Pragmatic Recommendation: The authors argue that the "gold standard" for evaluating generative models in biomedical contexts should be downstream task performance (training a classifier/segmenter with synthetic data) rather than static distributional metrics.

4. Key Results

Correlation Analysis:
- For Diffusion Models (Medfusion, DDPM), the correlation between generative metrics and downstream performance was non-significant ( $p \geq 0.05$ ). The metrics failed to capture which models were useful for training.
- For StyleGAN3 (Fundus), the correlation was significantly negative ( $p < 0.01$ ). Models with lower FID scores (perceived as higher quality) resulted in lower F1 scores in the downstream classifier.
Metric Consistency: Despite using different feature extractors (Inception, CLIP, DINOv2, RETFound) and distance measures, all metrics exhibited strong internal correlation ( $\tau > 0.7$ among themselves), confirming they measure similar "perceptual" properties that are irrelevant to the specific downstream task.
Small Sample Instability: The study noted that FID is particularly unstable in small-sample regimes (like the OCT dataset), but even in larger datasets (Fundus), the fundamental misalignment persisted.

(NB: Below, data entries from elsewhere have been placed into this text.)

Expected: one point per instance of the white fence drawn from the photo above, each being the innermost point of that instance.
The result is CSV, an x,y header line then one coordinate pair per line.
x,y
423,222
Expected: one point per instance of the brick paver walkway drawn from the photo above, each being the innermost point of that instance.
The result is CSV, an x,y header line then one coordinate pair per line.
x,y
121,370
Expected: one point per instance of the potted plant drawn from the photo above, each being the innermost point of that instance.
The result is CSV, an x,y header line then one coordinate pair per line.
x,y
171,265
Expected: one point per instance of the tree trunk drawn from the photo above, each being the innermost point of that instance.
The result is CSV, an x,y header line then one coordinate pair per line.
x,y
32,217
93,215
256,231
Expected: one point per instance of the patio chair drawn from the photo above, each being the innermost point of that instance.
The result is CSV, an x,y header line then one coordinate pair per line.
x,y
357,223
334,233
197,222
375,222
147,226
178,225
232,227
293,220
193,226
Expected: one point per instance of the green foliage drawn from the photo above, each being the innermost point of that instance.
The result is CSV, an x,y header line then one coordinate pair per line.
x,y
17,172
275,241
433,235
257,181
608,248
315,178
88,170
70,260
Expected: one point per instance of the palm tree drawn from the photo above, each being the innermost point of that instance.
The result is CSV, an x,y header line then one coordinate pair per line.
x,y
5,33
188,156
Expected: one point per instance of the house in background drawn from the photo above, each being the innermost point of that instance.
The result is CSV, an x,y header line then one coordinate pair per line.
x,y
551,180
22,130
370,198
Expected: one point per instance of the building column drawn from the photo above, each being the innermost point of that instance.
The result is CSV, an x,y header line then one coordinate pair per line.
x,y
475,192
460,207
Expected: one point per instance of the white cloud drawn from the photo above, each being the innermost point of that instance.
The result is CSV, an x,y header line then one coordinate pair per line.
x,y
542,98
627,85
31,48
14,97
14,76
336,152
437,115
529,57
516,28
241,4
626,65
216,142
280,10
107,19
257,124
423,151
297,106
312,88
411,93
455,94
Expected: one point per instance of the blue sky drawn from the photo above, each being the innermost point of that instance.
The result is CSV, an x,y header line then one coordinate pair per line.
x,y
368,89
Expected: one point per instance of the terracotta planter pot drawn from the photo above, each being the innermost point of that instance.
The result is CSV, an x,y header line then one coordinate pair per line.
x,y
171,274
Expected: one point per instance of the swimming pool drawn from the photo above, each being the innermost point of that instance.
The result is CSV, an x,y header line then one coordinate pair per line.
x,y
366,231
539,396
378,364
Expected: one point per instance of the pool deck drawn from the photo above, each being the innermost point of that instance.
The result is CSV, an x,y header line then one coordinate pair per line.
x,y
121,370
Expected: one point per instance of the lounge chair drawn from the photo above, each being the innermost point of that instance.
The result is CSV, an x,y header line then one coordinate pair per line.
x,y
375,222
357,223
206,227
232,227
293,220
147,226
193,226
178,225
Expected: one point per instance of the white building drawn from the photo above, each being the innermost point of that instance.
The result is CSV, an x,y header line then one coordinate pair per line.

5. Significance and Implications

Paradigm Shift in Evaluation: The paper challenges the community's reliance on FID as a proxy for data utility in biomedical AI. It suggests that optimizing for FID may lead researchers to select models that are perceptually realistic but statistically or semantically unsuitable for training diagnostic models.
Domain Specificity is Not a Panacea: The finding that RETFound (a model pretrained on retinal images) did not outperform ImageNet-pretrained Inception-v3 in aligning with downstream tasks suggests that simply using a domain-specific feature extractor is insufficient to fix the evaluation problem.
Future Directions: The authors advocate for task-based evaluation as the primary criterion for model selection. They propose that future research should focus on developing efficient proxy metrics or surrogate modeling (e.g., Bayesian optimization) that can predict downstream utility without the prohibitive computational cost of full downstream training loops.

In conclusion, the paper serves as a "pragmatic note" warning researchers that perceptual similarity $\neq$ task utility. For retinal image synthesis, the only reliable metric for a generative model's success is its ability to improve the performance of the specific clinical task it is intended to support.